To complicate matters further, the ADA and similar state laws define disability broadly: An individual may be considered “disabled” if that individual has a physical or mental impairment that substantially limits one or more major life activities—including walking, lifting and working—even if the impairment is temporary. XYZ should understand that under the ADA, a black-and-white rule requiring employees to be “100% healed” or able to return to “full duty” is likely problematic.
Instead, the ADA requires both companies and employees to assess whether the employee is able to perform the essential functions of the position. The analysis of whether the employee is able to perform those essential functions is further complicated by the ADA’s discussion of “reasonable accommodations.” An employee’s ability to perform the essential functions of the position must be determined both with and without reasonable accommodations.
However, if returning Casey or Chris to work poses a “direct threat” to the health or safety of others (or to Casey or Chris), then the company is not required to do so.
How should XYZ apply these principles to Chris and Casey? When XYZ looks at the essential functions of Chris’s position, it determines that Chris is not able to resume the position of foreman yet because he cannot safely lift and climb ladders independently. XYZ has a light duty position available, and offers it to Chris. This may be considered a temporary reasonable accommodation for Chris under the ADA.
XYZ should also consider that while getting Chris back to work in a light duty position may be beneficial, if it fails to offer a temporary light duty assignment to another employee with a disability (or a pregnancy-related work restriction), a discrimination claim might follow.
When the company reviews Casey’s circumstances, the results are different. While Casey must occasionally lift up to 50 pounds and climb a ladder, it can accommodate Casey’s limitations by having someone else perform those occasional functions temporarily until Casey can safely perform them himself.

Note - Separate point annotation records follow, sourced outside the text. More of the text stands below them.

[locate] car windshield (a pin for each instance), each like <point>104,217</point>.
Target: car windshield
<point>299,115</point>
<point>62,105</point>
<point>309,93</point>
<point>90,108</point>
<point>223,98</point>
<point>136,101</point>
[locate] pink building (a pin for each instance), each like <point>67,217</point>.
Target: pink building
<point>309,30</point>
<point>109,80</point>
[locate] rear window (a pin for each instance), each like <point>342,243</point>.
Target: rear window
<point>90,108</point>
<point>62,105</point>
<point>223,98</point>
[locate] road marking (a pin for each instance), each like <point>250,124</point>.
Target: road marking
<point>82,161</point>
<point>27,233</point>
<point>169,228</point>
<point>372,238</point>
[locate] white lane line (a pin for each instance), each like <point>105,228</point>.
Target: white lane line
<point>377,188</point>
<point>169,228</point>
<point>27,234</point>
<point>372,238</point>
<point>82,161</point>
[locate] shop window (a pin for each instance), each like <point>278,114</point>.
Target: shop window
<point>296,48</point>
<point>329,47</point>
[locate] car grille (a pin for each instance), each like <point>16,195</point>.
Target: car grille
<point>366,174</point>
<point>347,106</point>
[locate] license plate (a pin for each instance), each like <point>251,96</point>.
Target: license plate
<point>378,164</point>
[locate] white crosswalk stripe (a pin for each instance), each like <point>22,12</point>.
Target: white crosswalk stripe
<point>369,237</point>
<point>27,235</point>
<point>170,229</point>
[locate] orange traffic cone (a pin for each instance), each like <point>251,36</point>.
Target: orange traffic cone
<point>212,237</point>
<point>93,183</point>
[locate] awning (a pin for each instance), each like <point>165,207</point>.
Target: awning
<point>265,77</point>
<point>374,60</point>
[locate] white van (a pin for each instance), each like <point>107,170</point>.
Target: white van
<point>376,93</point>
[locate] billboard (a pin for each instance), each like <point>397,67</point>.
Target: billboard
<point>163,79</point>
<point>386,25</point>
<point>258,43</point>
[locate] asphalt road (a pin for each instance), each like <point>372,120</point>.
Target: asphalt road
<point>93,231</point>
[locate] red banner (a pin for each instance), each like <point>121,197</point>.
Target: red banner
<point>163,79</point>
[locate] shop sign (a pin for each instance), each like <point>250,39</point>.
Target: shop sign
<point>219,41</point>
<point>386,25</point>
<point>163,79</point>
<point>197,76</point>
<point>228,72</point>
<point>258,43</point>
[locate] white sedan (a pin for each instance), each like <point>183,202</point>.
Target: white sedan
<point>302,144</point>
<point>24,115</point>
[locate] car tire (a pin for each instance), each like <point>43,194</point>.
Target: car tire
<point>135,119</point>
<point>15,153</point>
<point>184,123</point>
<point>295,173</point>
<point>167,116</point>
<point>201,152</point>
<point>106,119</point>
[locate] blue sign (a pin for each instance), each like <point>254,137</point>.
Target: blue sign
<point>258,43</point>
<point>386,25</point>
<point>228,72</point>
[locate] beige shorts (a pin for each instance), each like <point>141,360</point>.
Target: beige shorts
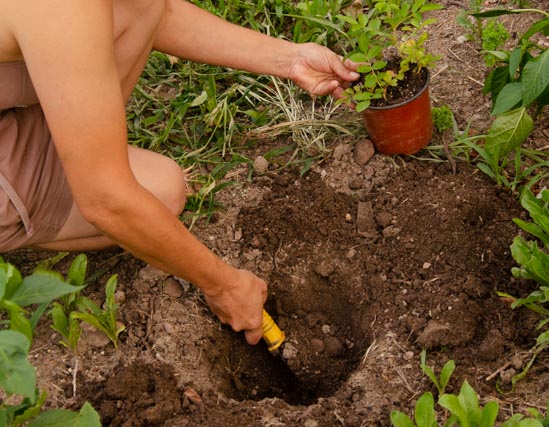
<point>35,199</point>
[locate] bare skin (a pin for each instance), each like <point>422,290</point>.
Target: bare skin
<point>127,196</point>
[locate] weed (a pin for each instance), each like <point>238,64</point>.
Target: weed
<point>534,265</point>
<point>443,118</point>
<point>464,408</point>
<point>17,375</point>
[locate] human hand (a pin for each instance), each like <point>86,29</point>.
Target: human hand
<point>320,71</point>
<point>240,304</point>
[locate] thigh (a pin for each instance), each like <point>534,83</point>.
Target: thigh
<point>34,193</point>
<point>157,173</point>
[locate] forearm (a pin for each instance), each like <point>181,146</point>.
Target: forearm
<point>192,33</point>
<point>153,234</point>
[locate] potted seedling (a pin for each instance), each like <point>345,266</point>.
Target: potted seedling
<point>388,41</point>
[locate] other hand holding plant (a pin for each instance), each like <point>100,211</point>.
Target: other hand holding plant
<point>389,42</point>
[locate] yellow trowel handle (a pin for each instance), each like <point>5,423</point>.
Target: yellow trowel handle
<point>272,334</point>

As a result, Casey can return to work, with accommodations in place.
Employment lawyers sometimes refer to the interplay between the ADA, FMLA and workers’ compensation law as a “Bermuda Triangle,” and after this brief introduction, it is easy to see why. The laws are complicated, and sometimes even appear to conflict. Companies should understand all three laws and their overlap, and ensure that each situation is analyzed under all applicable laws.